在那个问题之后我不知道如何继续...... 用逗号分割的方法是什么,但考虑一些字符串的单引号?
private static void AdjustColumnsInFile(string filePath, string outputFile)
{
//array to store max size of each column
int[] sizes = {0, 0, 0, 0, 0, 0, 0, 0, 0, 0, 0, 0, 0, 0, 0, 0, 0, 0};
foreach (var line in File.ReadLines(filePath))
{
var words = line.Split(',');
if (words.Length == 18)
{
var i = 0;
//get max value of each column
foreach (var word in words)
{
sizes[i] = sizes[i] < word.Length ? word.Length : sizes[i];
i++;
}
}
}
...
using (var sw = new StreamWriter(outputFile))
{
foreach (var l in newLines)
{
sw.WriteLine($"{l}");
}
}
}
答案 0 :(得分:2)
据我所知,你唯一的问题是如何在逗号上拆分字符串,因为有些逗号可能出现在''
引号内。你可以用正则表达式来做到这一点:
,(?=(?:[^\']*\'[^\']*\')*[^\']*$)
它基本上匹配逗号,后跟零或偶数引号('
)。
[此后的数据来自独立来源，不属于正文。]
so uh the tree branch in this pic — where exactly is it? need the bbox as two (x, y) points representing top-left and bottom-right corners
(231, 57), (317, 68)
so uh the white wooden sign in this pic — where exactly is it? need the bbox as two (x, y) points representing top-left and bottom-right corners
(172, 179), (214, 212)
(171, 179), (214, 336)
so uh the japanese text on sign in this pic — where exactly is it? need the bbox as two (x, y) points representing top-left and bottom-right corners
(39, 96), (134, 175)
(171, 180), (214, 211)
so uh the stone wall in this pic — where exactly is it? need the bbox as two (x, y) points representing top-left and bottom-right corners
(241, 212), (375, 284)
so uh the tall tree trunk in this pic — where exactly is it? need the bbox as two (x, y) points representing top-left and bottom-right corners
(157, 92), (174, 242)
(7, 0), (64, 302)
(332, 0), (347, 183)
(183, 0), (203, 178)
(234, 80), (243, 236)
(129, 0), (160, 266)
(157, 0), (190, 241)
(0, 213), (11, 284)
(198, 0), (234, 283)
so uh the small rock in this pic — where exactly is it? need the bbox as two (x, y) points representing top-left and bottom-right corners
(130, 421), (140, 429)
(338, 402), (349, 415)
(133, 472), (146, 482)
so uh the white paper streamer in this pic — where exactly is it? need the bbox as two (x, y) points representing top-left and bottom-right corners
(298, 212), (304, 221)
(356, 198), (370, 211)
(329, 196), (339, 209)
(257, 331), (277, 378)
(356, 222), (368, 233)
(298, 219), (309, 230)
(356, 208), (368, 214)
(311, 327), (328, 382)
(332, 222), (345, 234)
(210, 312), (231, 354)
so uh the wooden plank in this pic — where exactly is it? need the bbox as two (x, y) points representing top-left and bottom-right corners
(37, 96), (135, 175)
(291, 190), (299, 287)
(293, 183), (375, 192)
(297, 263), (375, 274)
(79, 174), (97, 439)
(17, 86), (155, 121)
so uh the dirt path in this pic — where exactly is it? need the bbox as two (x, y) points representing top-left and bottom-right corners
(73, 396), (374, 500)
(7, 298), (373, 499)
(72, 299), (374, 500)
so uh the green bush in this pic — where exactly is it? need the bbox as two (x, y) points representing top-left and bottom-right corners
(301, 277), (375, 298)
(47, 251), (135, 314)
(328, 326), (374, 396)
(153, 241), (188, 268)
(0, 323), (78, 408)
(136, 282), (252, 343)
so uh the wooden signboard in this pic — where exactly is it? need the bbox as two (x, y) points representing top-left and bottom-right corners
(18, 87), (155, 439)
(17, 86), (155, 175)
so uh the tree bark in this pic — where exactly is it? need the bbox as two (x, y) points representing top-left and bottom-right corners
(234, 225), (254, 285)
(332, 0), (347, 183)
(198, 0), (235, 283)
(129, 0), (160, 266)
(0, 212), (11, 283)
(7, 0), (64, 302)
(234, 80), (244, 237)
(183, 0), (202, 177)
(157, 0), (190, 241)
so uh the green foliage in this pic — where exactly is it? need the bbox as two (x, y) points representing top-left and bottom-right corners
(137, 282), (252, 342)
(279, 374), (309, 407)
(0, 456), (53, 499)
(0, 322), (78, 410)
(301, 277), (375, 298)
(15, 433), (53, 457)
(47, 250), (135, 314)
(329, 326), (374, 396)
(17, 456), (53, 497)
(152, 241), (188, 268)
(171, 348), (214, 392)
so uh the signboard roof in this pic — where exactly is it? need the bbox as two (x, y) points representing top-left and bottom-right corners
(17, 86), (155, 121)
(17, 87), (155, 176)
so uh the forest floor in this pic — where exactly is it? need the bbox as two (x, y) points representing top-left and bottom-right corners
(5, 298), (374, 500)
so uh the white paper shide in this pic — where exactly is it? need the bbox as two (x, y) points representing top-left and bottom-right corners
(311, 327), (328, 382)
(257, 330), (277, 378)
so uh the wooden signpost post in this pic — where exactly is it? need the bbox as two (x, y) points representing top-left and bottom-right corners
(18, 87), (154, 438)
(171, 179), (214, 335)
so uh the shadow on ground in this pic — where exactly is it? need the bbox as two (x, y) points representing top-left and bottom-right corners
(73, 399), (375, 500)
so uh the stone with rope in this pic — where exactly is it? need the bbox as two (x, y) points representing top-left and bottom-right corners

如果逗号出现在''
引号内 - 在有效字符串中,它后面会出现奇数引号,因此不匹配。
其余应该很容易,首先计算尺寸:
//array to store max size of each column
int[] sizes = { 0, 0, 0, 0, 0, 0, 0, 0, 0, 0, 0, 0, 0, 0, 0, 0, 0, 0 };
foreach (var line in File.ReadLines(filePath)) {
var tmp = line.Trim(); // remove leading and trailing whitespace
tmp = tmp.Remove(tmp.Length - 2, 2); // remove closing ) and , or ;
tmp = tmp.Remove(0, 1); // remove opening (
// split by comma
var words = Regex.Split(tmp, @",(?=(?:[^\']*\'[^\']*\')*[^\']*$)");
if (words.Length == 18) {
for (int i = 0; i < words.Length; i++) {
var word = words[i].Trim(); // remove whitespace
sizes[i] = sizes[i] < word.Length ? word.Length : sizes[i];
}
}
else throw new Exception("Invalid number of columns");
}
然后重复并将空格附加到与预期大小不匹配的列:
using (var writer = new StreamWriter(outputFile)) {
foreach (var line in File.ReadLines(filePath)) {
var tmp = line.Trim(); // remove trailing whitespace
bool hadTrailingComma = tmp.EndsWith(",");
tmp = tmp.Remove(tmp.Length - 2, 2); // remove closing ) and , or ;
tmp = tmp.Remove(0, 1); // remove opening (
var words = Regex.Split(tmp, @",(?=(?:[^\']*\'[^\']*\')*[^\']*$)");
var newLine = String.Join(",", words.Select((w, i) =>
{
w = w.Trim();
var targetSize = sizes[i];
if (w.Length < targetSize)
return w + new string(' ', targetSize - w.Length); // append spaces until max length
return w;
}));
writer.WriteLine($"({newLine}){(hadTrailingComma ? "," : ";")}");
}
}
请注意,由于こくまろみるく
之类的unicode字符,您的输出文件可能看起来未正确对齐,而实际上它是(即每列的字符大小相同)。